Um die Genauigkeit zu verbessern, soll dabei nach dem Willen der Ratspräsidentschaft ein Scannen gegen bereits bekanntes Material stattfinden, also üblicherweise ein Abgleich der Hashes. Als neues Material an die Behörden gemeldet werden sollen dabei ausschließlich von Nutzern gemeldete Inhalte oder wiederholt aufgefallene Darstellungen sexuellen Kindesmissbrauchs in einem Dienst. Meldungen an das "EU-Zentrum" sollen dabei zuerst pseudonym erfolgen – bis sich der Verdacht nach manueller Prüfung bestätigt hat.

Gerade bei den Regelungsvorschlägen für Messenger-Diensten durften sich allerdings offenkundig die Sicherheitsbehörden kräftig austoben. Während die Vorlage für die Sitzung zwar die Wichtigkeit von Verschlüsselung für Gesellschaft, Wirtschaft und Behörden betone, kommt dieses Bekenntnis mit kräftigen Einschränkungen daher: "Es ist entscheidend, dass Dienste mit Ende-zu-Ende-Verschlüsselung nicht unbeabsichtigterweise zu sicheren Zonen werden, in denen Darstellungen sexuellen Kindesmissbrauchs konsequenzlos geteilt oder verteilt werden", heißt es darin.
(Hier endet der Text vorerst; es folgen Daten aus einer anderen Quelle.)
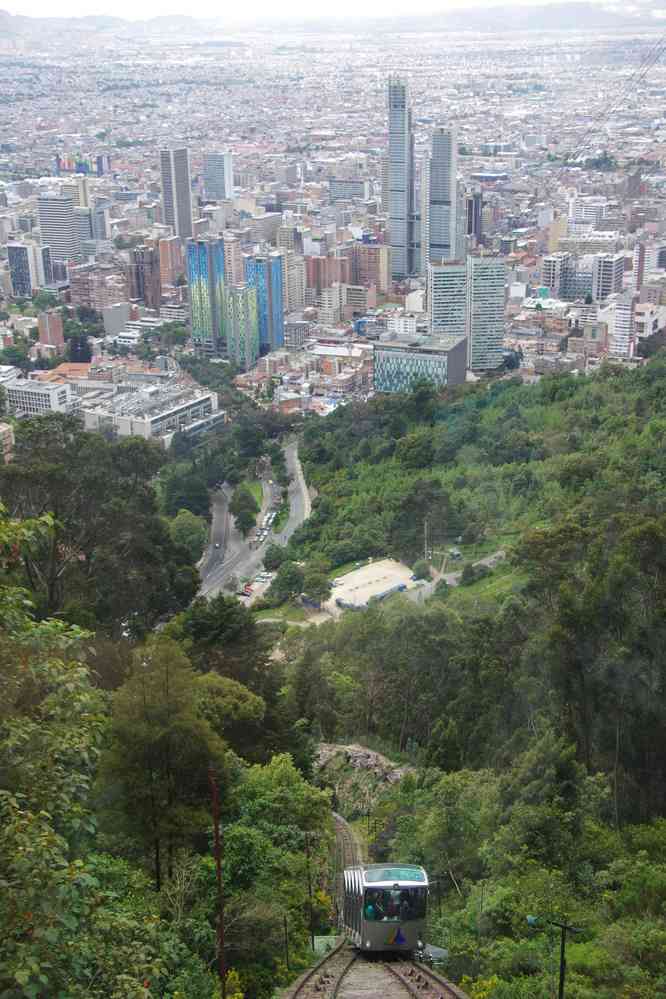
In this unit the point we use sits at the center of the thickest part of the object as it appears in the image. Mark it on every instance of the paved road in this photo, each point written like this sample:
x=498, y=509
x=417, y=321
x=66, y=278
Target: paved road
x=235, y=556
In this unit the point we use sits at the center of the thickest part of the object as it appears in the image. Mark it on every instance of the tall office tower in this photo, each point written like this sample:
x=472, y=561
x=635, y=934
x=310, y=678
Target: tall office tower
x=171, y=259
x=177, y=190
x=401, y=197
x=264, y=272
x=440, y=196
x=447, y=298
x=384, y=181
x=638, y=274
x=205, y=272
x=25, y=268
x=84, y=223
x=486, y=296
x=474, y=213
x=242, y=324
x=218, y=175
x=607, y=275
x=293, y=281
x=234, y=266
x=557, y=270
x=145, y=277
x=59, y=227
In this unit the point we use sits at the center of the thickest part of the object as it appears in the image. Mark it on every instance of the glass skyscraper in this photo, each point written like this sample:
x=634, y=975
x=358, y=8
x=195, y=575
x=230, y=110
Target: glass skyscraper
x=264, y=272
x=205, y=273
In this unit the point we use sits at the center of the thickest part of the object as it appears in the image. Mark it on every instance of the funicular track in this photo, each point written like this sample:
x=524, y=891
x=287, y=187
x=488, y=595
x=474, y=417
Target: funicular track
x=346, y=974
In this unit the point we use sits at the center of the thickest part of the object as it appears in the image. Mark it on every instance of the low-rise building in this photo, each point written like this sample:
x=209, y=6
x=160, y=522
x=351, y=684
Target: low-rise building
x=399, y=364
x=32, y=398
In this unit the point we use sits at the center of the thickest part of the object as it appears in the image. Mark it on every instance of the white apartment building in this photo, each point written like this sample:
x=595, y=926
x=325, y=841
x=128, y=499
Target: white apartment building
x=618, y=313
x=32, y=398
x=607, y=275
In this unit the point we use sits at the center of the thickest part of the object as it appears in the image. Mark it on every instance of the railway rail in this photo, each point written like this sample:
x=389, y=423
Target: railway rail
x=346, y=974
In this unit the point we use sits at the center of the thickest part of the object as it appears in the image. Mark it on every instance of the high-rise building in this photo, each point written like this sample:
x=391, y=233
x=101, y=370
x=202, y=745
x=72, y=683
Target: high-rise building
x=439, y=197
x=177, y=190
x=607, y=275
x=447, y=299
x=84, y=224
x=51, y=332
x=26, y=268
x=486, y=296
x=218, y=175
x=145, y=278
x=474, y=214
x=234, y=267
x=401, y=186
x=264, y=272
x=242, y=323
x=59, y=227
x=205, y=273
x=171, y=259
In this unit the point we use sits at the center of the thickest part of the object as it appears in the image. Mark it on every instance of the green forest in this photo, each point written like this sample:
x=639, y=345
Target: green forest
x=528, y=704
x=531, y=702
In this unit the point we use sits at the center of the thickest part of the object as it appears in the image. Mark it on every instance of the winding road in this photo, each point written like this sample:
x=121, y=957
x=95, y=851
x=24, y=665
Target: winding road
x=235, y=556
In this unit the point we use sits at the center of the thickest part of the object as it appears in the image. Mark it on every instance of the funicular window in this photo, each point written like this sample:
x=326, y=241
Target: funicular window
x=394, y=905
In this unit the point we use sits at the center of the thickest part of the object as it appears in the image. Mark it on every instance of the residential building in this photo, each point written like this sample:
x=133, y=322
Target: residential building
x=371, y=265
x=177, y=190
x=486, y=295
x=342, y=189
x=51, y=330
x=607, y=275
x=98, y=285
x=205, y=271
x=58, y=226
x=6, y=442
x=401, y=180
x=32, y=398
x=218, y=170
x=398, y=365
x=242, y=324
x=264, y=272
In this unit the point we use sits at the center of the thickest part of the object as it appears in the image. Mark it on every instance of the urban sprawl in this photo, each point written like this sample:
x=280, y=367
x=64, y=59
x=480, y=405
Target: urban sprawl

Die Idee der belgischen Ratspräsidentschaft und der Ratsarbeitsgruppe: Nur wer zustimmt, dass seine Inhalte durchsucht werden, darf visuelle Inhalte oder Internetadressen teilen. Dadurch müsse die Verschlüsselung nicht geschwächt werden, wird in der Vorlage argumentiert.

Das vorangegangene Europaparlament hatte sich eindeutig und von Links bis Mitte-Rechts klar gegen derartige Vorschläge positioniert. Im neu gewählten Europaparlament sind drei der deutlichsten Widersacher des Kommissionsvorschlages jedoch nicht mehr vertreten: Patrick Breyer (Piraten), Cornelia Ernst (Linke) und Paul Tang (PvDA, Sozialdemokratische Fraktion) sind bei der Wahl am 9. Juni ausgeschieden. Allerdings bleibt der bisherige Berichterstatter des EP, der spanische Konservative Javier Zarzalejos im Parlament. Auch er hatte bei der Positionierung des Parlaments ausgesprochen klar Position gegen derartige Pläne bezogen, auch andere Kritiker wie etwa der Liberale Moritz Körner (FDP) sind weiterhin im Parlament vertreten. Das EP hatte den Kommissionsvorschlag in weiten Teilen verworfen und stattdessen ein anderes Vorgehen vorgeschlagen: Anbieter von Hostingdiensten und von nummernunabhängigen, interpersonalen Kommunikationsdiensten – wie Messenger juristisch genannt werden – sollten zu Maßnahmen zum besseren Schutz von Kindern verpflichtet werden. Allerdings sollten Anbieter, die besonderen Wert auf Privatsphärenschutz und Datenschutz legen, dafür nicht bestraft werden.

Von dem als Kompromissvorschlag unter den Mitgliedstaaten bezeichneten Text, den die scheidende belgische Ratspräsidentschaft auf ihren letzten Metern noch über die vorläufige Ziellinie bringen will, bevor ab Anfang Juli Ungarn die Ratspräsidentschaft für ein halbes Jahr übernimmt, sind viele Kritiker überhaupt nicht überzeugt. Der Rat hatte sich bereits in der Vergangenheit mit seinen Vorschlägen wenig Freunde gemacht.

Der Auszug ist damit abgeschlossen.